Wie anders wirken da die beiden Freundinnen: Die eine, die mütterliche, mit zum Knoten gebundenem langen Haar, umarmt ihre Partnerin ohne zu merken, daß diese hinter ihrem Rücken die Hand zur Faust ballt. Das Psychogramm einer zwanghaften Bindung und Zweierbeziehung findet hier gestalterischen Ausdruck, und so nimmt es nicht Wunder, daß die beiden Freundinnen nicht als Plastik aus mehreren Tonplatten zusammengesetzt und aufgebaut, sondern aus einem einzigen Block Lindenholz herausgeschnitten sind. Und grob geschnitten, um nicht zu sagen gefetzt, mit der Kettensäge, die ihre eigene Ästhetik des sprichwörtlich „holzschnitthaften“ dem Kunstwerk mit auf den Weg gibt. Ecken und Kanten sind bei dieser Bearbeitung von Holz unvermeidbar und werden als Effekt mit einkalkuliert. Der einen Skulptur mit ihren beiden Gestalten fehlt in meinen Augen jede Anmutung des Organischen und Geschwungenen, die der Afrika, aber auch dem Israeli zweifellos eignen. Da ist nichts geglättet oder abgerundet, sondern vereinzelt hingeworfene rotbraune Pinselstriche betonen die grob behauenen Formen sogar noch. Im gesägten Holz ist es unmöglich, eine Feinheit des Mienenspiels herauszuarbeiten, wie wir sie in den glasierten Plastiken erkennen. Die Freundinnen bleiben trotz der hingetupften Augen und Münder eigentümlich gesichtslos. Die extrem flache Nase verleiht dem Gesicht der älteren von beiden beinahe den Anstrich eines Totenkopfes. Obwohl einander zugewandt, schauen die Figuren aneinander vorbei und blicken sich nicht an. Man hat den Eindruck, sie kommen äußerlich nicht voneinander los, halten im Wortsinne aneinander fest, obwohl die innere Bindung sich längst aufgelöst hat.

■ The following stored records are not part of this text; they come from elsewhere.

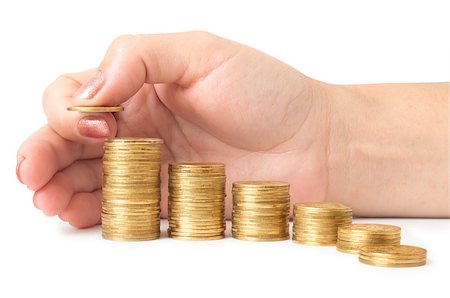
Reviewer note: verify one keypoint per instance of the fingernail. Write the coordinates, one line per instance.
(91, 87)
(36, 201)
(19, 163)
(93, 127)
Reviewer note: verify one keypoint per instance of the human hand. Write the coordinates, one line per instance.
(209, 98)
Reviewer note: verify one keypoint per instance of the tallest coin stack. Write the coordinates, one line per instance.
(131, 189)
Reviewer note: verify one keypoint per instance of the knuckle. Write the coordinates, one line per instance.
(123, 42)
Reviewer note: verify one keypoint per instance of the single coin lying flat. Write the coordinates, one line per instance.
(89, 109)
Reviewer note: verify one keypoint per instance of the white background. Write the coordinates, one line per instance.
(335, 41)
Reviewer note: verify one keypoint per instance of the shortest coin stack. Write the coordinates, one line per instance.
(393, 255)
(260, 210)
(352, 237)
(317, 223)
(197, 201)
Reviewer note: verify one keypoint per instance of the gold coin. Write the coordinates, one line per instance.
(92, 109)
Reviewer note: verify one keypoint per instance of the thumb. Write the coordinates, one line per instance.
(133, 60)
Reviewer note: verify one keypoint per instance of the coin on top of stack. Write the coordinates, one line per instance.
(260, 210)
(317, 223)
(393, 255)
(197, 201)
(352, 237)
(131, 189)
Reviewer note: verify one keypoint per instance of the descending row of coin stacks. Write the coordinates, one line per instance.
(317, 223)
(260, 210)
(131, 189)
(352, 237)
(393, 255)
(131, 200)
(197, 201)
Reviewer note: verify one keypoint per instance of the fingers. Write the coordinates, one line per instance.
(84, 210)
(131, 61)
(81, 176)
(45, 153)
(79, 127)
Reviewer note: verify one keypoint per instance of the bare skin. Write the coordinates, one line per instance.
(212, 99)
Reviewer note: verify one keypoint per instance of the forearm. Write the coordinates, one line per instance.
(388, 150)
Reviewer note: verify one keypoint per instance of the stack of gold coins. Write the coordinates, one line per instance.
(260, 210)
(131, 189)
(317, 223)
(197, 201)
(393, 255)
(352, 237)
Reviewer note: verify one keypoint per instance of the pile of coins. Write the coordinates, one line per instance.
(131, 206)
(131, 189)
(352, 237)
(197, 201)
(393, 256)
(260, 210)
(317, 223)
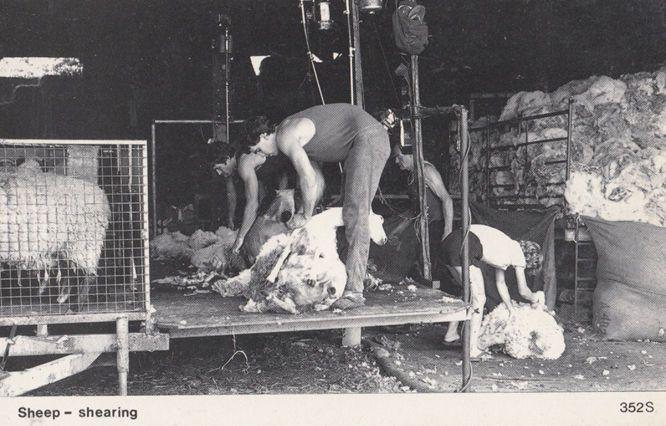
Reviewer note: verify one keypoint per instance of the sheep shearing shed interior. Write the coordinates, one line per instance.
(152, 197)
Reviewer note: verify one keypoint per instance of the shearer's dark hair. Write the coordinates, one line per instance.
(254, 127)
(224, 152)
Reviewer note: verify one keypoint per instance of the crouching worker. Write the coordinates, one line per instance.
(335, 133)
(496, 249)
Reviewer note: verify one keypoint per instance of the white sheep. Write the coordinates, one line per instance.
(46, 219)
(298, 270)
(530, 332)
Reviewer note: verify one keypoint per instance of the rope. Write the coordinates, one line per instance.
(310, 55)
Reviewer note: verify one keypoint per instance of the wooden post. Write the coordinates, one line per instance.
(122, 356)
(418, 163)
(464, 146)
(352, 336)
(153, 177)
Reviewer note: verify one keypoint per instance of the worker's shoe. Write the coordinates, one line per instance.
(349, 300)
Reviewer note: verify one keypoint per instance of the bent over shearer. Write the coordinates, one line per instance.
(333, 133)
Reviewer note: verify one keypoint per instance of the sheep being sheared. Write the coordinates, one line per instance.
(531, 332)
(299, 270)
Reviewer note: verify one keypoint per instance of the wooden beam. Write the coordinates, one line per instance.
(82, 343)
(358, 68)
(418, 166)
(35, 318)
(19, 382)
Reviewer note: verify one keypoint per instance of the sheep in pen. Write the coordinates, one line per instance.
(51, 224)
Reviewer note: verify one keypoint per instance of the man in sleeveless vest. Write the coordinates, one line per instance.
(334, 133)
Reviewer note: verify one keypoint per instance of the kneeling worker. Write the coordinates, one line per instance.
(335, 133)
(496, 249)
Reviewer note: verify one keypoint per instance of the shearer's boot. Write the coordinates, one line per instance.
(349, 300)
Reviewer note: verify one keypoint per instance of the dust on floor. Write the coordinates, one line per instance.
(295, 363)
(314, 362)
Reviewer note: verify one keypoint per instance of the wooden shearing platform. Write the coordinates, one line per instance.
(211, 315)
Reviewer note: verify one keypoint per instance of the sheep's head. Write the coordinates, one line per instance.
(377, 233)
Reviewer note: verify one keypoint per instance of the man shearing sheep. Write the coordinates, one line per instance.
(334, 133)
(496, 249)
(260, 174)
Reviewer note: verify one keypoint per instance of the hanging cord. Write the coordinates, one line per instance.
(310, 55)
(465, 232)
(386, 65)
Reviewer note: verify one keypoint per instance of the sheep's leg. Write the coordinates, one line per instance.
(65, 290)
(478, 299)
(235, 286)
(43, 284)
(84, 290)
(272, 277)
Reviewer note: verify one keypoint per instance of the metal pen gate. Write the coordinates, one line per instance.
(73, 249)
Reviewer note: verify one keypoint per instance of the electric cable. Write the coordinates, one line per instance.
(310, 55)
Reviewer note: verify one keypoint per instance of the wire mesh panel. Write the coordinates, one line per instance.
(73, 229)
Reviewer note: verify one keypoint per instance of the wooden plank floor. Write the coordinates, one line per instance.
(212, 315)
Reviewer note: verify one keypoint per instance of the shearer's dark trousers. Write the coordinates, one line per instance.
(362, 170)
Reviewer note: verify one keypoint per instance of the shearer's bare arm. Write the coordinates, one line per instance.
(502, 289)
(290, 137)
(523, 289)
(247, 173)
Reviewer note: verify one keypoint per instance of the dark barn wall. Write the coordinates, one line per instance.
(157, 55)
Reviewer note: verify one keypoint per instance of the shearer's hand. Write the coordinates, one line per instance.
(539, 298)
(237, 245)
(297, 221)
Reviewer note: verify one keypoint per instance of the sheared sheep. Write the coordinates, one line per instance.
(531, 332)
(299, 270)
(47, 220)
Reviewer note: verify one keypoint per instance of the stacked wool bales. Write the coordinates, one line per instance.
(45, 217)
(618, 148)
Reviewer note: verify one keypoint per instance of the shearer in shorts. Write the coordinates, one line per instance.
(333, 133)
(496, 249)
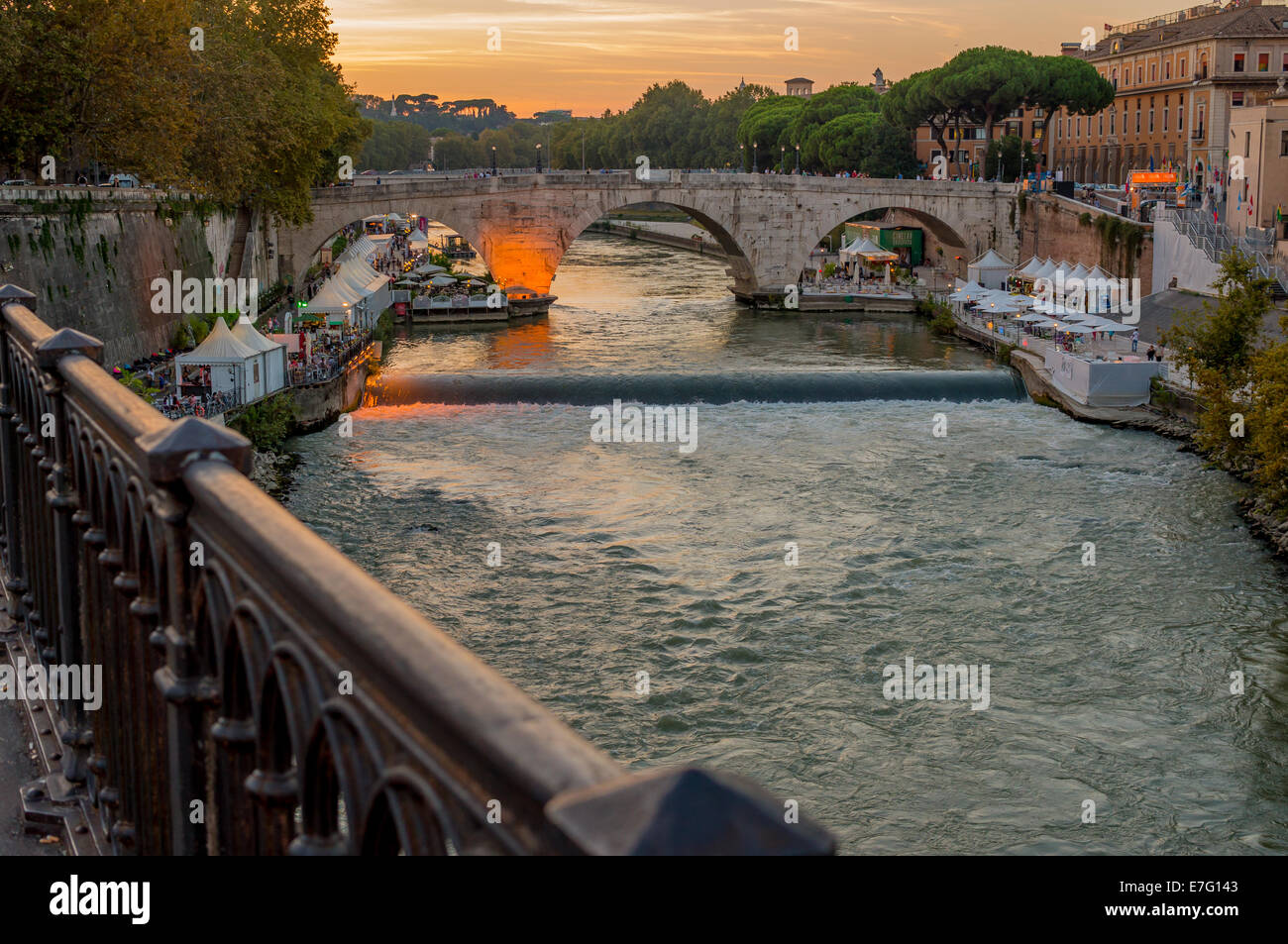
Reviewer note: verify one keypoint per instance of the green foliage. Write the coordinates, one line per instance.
(1220, 352)
(394, 146)
(259, 115)
(1267, 420)
(941, 321)
(268, 423)
(1005, 155)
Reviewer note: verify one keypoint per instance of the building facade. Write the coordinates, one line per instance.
(1258, 161)
(802, 88)
(1179, 80)
(967, 146)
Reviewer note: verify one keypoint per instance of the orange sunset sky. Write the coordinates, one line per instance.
(595, 54)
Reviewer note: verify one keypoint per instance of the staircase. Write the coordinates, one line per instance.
(239, 249)
(1215, 240)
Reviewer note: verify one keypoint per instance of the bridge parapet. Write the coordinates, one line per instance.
(263, 693)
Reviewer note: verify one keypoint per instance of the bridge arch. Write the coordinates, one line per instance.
(709, 219)
(944, 232)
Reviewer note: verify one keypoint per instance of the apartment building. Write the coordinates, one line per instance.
(1179, 80)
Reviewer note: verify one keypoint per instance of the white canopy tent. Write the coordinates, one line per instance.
(274, 353)
(991, 270)
(233, 366)
(1030, 268)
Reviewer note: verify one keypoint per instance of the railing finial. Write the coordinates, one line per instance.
(189, 439)
(13, 292)
(65, 342)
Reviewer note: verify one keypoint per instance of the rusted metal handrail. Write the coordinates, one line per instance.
(265, 694)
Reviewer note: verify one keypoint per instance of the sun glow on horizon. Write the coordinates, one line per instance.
(593, 54)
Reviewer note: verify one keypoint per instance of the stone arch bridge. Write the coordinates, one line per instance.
(768, 224)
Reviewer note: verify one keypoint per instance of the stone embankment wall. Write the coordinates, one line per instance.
(1067, 230)
(90, 258)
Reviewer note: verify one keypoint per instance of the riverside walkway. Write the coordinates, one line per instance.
(256, 674)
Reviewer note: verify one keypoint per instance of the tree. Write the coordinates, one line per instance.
(987, 82)
(1267, 421)
(765, 128)
(867, 143)
(1003, 158)
(1064, 81)
(1219, 351)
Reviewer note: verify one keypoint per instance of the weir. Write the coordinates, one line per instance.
(838, 386)
(263, 693)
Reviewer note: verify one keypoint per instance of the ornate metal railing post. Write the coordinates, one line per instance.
(65, 640)
(187, 694)
(16, 574)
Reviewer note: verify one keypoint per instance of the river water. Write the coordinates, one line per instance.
(1108, 682)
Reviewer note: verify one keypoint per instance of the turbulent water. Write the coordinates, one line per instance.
(1108, 682)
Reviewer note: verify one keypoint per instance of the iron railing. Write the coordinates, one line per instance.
(1215, 240)
(265, 694)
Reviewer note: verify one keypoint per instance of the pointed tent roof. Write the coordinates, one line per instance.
(219, 348)
(868, 249)
(992, 261)
(1031, 266)
(245, 333)
(333, 296)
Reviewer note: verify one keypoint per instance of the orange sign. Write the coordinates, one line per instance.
(1153, 176)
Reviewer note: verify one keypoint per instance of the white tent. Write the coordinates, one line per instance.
(233, 366)
(991, 270)
(274, 353)
(1030, 268)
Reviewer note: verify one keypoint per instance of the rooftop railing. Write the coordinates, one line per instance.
(263, 693)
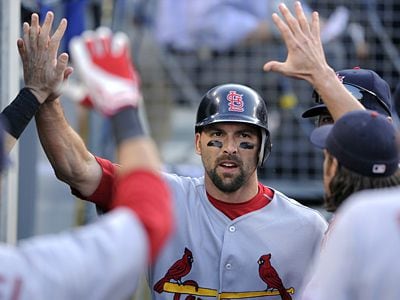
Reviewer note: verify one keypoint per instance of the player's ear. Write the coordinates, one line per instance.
(330, 164)
(197, 143)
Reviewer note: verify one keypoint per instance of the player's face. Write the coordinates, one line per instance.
(229, 152)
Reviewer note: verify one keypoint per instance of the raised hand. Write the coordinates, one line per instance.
(104, 64)
(306, 58)
(44, 72)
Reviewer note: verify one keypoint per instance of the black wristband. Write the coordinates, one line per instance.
(126, 124)
(19, 112)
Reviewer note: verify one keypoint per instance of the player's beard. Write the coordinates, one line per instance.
(224, 185)
(227, 187)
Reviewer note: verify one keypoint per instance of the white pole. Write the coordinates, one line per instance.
(10, 84)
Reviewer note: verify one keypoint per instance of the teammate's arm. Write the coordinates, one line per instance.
(306, 60)
(44, 73)
(65, 149)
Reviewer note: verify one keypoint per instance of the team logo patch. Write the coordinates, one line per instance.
(378, 168)
(340, 77)
(236, 102)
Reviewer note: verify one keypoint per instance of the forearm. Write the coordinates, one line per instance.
(334, 94)
(71, 265)
(66, 151)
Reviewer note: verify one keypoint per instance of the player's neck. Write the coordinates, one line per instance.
(243, 194)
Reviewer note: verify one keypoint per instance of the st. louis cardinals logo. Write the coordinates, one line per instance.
(172, 282)
(235, 101)
(340, 77)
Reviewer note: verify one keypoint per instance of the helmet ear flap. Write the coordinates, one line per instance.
(266, 147)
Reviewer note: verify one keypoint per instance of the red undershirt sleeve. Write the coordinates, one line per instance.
(102, 196)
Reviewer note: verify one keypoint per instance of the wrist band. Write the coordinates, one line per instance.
(126, 124)
(19, 112)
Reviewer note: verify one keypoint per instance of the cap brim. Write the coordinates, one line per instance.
(319, 135)
(315, 111)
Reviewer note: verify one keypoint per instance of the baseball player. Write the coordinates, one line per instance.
(306, 60)
(226, 220)
(361, 153)
(360, 258)
(103, 260)
(365, 85)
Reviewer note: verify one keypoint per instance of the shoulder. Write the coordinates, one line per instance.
(372, 206)
(298, 210)
(183, 183)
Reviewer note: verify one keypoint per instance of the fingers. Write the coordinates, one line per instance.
(302, 20)
(21, 49)
(274, 66)
(33, 31)
(315, 27)
(55, 40)
(45, 31)
(291, 21)
(286, 33)
(120, 44)
(62, 64)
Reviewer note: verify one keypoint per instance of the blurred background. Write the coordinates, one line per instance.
(181, 48)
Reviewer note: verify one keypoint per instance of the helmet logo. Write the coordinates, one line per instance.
(340, 77)
(235, 101)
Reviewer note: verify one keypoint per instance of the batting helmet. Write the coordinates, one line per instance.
(235, 103)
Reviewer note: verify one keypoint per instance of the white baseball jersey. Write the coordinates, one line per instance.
(360, 258)
(104, 260)
(213, 257)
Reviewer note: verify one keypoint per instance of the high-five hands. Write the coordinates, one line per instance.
(44, 72)
(306, 58)
(104, 64)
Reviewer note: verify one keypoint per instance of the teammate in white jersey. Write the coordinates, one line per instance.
(360, 258)
(103, 260)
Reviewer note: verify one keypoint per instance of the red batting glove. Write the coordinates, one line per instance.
(104, 64)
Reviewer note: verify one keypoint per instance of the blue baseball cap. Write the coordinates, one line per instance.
(363, 141)
(366, 86)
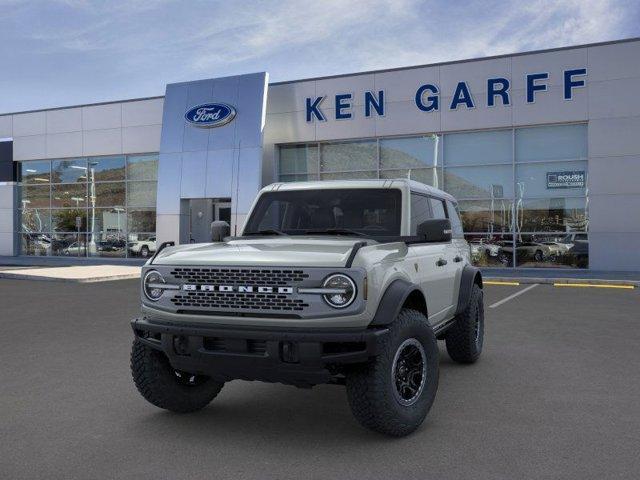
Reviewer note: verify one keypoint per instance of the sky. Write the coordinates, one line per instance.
(69, 52)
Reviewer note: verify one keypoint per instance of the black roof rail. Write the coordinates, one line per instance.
(356, 246)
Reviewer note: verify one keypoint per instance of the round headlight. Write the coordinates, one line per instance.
(343, 290)
(152, 285)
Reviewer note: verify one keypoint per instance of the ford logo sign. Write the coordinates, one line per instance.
(210, 115)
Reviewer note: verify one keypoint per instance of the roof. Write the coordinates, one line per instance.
(353, 74)
(351, 184)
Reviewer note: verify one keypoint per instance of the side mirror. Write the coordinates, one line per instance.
(219, 230)
(435, 230)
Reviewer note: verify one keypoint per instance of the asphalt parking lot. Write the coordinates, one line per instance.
(555, 395)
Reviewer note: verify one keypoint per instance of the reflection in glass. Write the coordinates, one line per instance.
(142, 194)
(486, 215)
(340, 157)
(141, 244)
(479, 182)
(69, 171)
(68, 245)
(491, 250)
(64, 220)
(85, 189)
(142, 167)
(38, 244)
(552, 215)
(552, 250)
(532, 181)
(104, 244)
(478, 148)
(108, 223)
(106, 169)
(35, 220)
(35, 196)
(301, 177)
(557, 142)
(109, 194)
(143, 220)
(35, 171)
(413, 152)
(428, 176)
(69, 195)
(298, 159)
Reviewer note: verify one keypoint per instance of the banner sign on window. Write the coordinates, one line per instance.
(571, 179)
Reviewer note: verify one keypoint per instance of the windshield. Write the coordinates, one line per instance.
(360, 211)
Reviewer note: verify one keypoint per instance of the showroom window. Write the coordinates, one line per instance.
(522, 193)
(95, 206)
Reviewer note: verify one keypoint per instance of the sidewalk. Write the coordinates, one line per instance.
(561, 276)
(76, 274)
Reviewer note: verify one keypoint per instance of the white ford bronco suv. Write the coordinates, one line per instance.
(341, 282)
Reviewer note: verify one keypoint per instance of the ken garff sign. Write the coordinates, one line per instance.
(569, 179)
(427, 96)
(210, 115)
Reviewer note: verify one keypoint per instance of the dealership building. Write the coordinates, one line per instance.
(541, 149)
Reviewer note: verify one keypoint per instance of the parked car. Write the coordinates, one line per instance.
(346, 288)
(536, 251)
(481, 246)
(75, 249)
(143, 248)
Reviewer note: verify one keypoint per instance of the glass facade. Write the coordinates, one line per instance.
(95, 206)
(522, 192)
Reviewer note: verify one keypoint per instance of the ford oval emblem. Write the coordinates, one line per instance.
(210, 115)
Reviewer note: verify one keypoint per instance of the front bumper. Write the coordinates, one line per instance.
(297, 357)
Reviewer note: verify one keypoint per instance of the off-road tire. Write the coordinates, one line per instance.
(464, 342)
(370, 387)
(158, 383)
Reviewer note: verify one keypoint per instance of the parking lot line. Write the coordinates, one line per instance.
(593, 285)
(512, 296)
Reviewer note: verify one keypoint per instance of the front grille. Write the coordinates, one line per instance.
(238, 301)
(239, 276)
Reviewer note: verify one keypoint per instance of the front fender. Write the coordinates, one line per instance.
(392, 300)
(470, 276)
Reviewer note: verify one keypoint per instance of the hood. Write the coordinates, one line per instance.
(273, 251)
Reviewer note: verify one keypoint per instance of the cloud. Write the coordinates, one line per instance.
(77, 51)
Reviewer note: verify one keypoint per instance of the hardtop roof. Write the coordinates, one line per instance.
(401, 183)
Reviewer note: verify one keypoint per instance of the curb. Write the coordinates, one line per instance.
(565, 281)
(19, 276)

Damit sind wir aber immer noch nicht am Ende der Techniken von Sylvia Bohlen angelangt. Im Nachbarn finden wir einen behauenen Sandstein, im Hockenden und der Schönen nebenan im runden Turm eine Terrakottaplastik. Die Schöne ist glasiert, hat eine aufwendige Frisur und ein buntes Abendkleid an. Sie blickt stolz über uns hinweg. Der Hockende würde sich das erkennbar gar nicht trauen. Schüchtern blickt er zum Betrachter auf. Oder blickt er uns doch nicht an? Schaut er nachdenklich in die Luft? Seine Augen stehen nicht parallel, mir scheint, es ist schwer, einen Blick von ihm zu erhaschen. Die Körpersprache passt dazu: Achten Sie auf den richtiggehend ineinandergeschachtelten Körper des Hockenden. So massig seine Gliedmaßen sind, so sehr scheint er gewillt, sie so uns wenig wie möglich im Weg sein zu lassen. Er dreht sogar den linken Fuß nach innen und hat den Kopf zwischen die Schultern gezogen.

Ich möchte nun schließen und Sie wieder ganz den Kunstwerken überlassen. Ich danke Ihnen für Ihre Aufmerksamkeit und wünsche Ihnen einen angenehmen und anregenden Aufenthalt in der Ausstellung.